The ultimate custom AI chip play
As investors ponder whether big bets will pay off for the hyperscalers, who may not have much of a choice as the AI boom heads into overdrive, with bottlenecks (think energy, memory, and storage) across the supply chain. Of course, there’s still a chance that a bubble might go boom at some point down the line. Arguably, it’s felt like a bubble if you’ve overweighted the Mag Seven going into this year. In any case, Broadcom is one company that’s poised to collect earlier as the hyperscalers spend heavily.
Perhaps Broadcom is the ultimate next-step play as an increasing number of firms look to design their own silicon for AI inference. It’s efficient, more economical in the long run, and perhaps a way to get around that massive Nvidia toll booth.
Of course, as firms look to design their own silicon, they’ll be avoiding one toll booth for another. And Broadcom is the one that might actually be worth doubling down on, especially since the path forward with custom silicon is more clear than it is for GPUs, which is pretty much the swiss-army knife that does most things well, but perhaps not in the most efficient manner.
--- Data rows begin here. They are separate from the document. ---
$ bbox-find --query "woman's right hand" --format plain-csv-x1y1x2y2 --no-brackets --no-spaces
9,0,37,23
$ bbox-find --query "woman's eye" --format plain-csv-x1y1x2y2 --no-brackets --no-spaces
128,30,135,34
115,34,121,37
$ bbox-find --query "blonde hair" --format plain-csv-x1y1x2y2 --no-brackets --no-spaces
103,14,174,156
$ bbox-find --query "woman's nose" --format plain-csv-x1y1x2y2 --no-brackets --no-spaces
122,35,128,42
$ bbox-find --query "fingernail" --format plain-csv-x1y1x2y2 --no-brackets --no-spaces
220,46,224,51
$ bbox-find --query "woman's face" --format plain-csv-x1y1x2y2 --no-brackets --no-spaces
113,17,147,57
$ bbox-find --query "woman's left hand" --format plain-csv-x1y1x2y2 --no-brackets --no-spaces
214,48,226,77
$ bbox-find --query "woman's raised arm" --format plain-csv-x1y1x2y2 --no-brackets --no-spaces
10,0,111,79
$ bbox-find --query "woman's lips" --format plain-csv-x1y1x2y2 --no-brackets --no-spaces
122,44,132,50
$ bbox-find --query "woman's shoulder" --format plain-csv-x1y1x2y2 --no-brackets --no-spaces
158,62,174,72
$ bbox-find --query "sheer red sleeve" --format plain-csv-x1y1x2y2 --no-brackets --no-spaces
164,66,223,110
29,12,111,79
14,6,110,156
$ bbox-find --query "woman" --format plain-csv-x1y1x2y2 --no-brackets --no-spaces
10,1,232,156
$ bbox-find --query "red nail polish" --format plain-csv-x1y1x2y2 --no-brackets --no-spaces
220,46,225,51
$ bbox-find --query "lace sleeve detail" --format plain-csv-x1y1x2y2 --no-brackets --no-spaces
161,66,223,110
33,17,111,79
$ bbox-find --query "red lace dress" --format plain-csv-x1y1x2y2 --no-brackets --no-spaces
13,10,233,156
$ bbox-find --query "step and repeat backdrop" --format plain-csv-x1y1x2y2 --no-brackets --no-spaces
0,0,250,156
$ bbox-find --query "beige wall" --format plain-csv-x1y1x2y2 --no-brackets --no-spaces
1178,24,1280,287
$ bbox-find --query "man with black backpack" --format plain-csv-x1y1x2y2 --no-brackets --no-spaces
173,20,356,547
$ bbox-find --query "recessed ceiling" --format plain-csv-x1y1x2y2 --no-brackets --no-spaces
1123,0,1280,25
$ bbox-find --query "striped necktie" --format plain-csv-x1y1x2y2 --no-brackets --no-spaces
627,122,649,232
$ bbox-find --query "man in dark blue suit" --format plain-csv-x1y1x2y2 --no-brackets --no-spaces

Broadcom stock has been a massive gainer, but there’s still a world of growth to be had
Now, I’ve been a massive fan of Broadcom stock for quite a while now. Can you believe that the name used to yield close to 3%? Those days are long gone, with a yield that’s now going for 0.78%. In any case, the secret is out, and Broadcom is the semiconductor juggernaut that has all the tailwind at its back.
With a $1.58 trillion market cap and room to empower its clients to build the silicon for the future of AI, I’d continue to stick with the name. Arguably, ASICs (application-specific integrated circuits) stand out as a way to cash in on the inference boom, which may still be severely undervalued by investors.
As the hyperscalers look to get creative to move forward and around bottlenecks (like energy, although I’m sure going nuclear with reactors is another way around the energy bottleneck), I think we could witness a boom in efficiency-focused ASICs.
With Ark Invest’s Cathie Wood, a respected innovation investor, recently buying up Broadcom stock while offloading a bunch of other top-performing tech names, it’s an encouraging time to be aboard Broadcom, even as shares slump.
In any case, if the big AI spenders continue to spend (perhaps more spending in 2027), some of that money is bound find its way back to Broadcom. In any case, I think the name remains a great hold despite the seemingly frothy 69.8 times trailing price-to-earnings (P/E) multiple.
The bottom line
If you’re looking to shift from GPUs and training to ASICs and inference, Broadcom is a must-watch, in my books. I have no idea which custom silicon will dominate (maybe they all will), but all roads seem to move through Broadcom. And that alone makes the firm sport a ridiculously wide moat.
So, in one year, my guess is that Broadcom will be higher than where it is right now. It’s winning massive customers, and perhaps most excitingly, its OpenAI Titan XPU could make a splash in the year’s second half.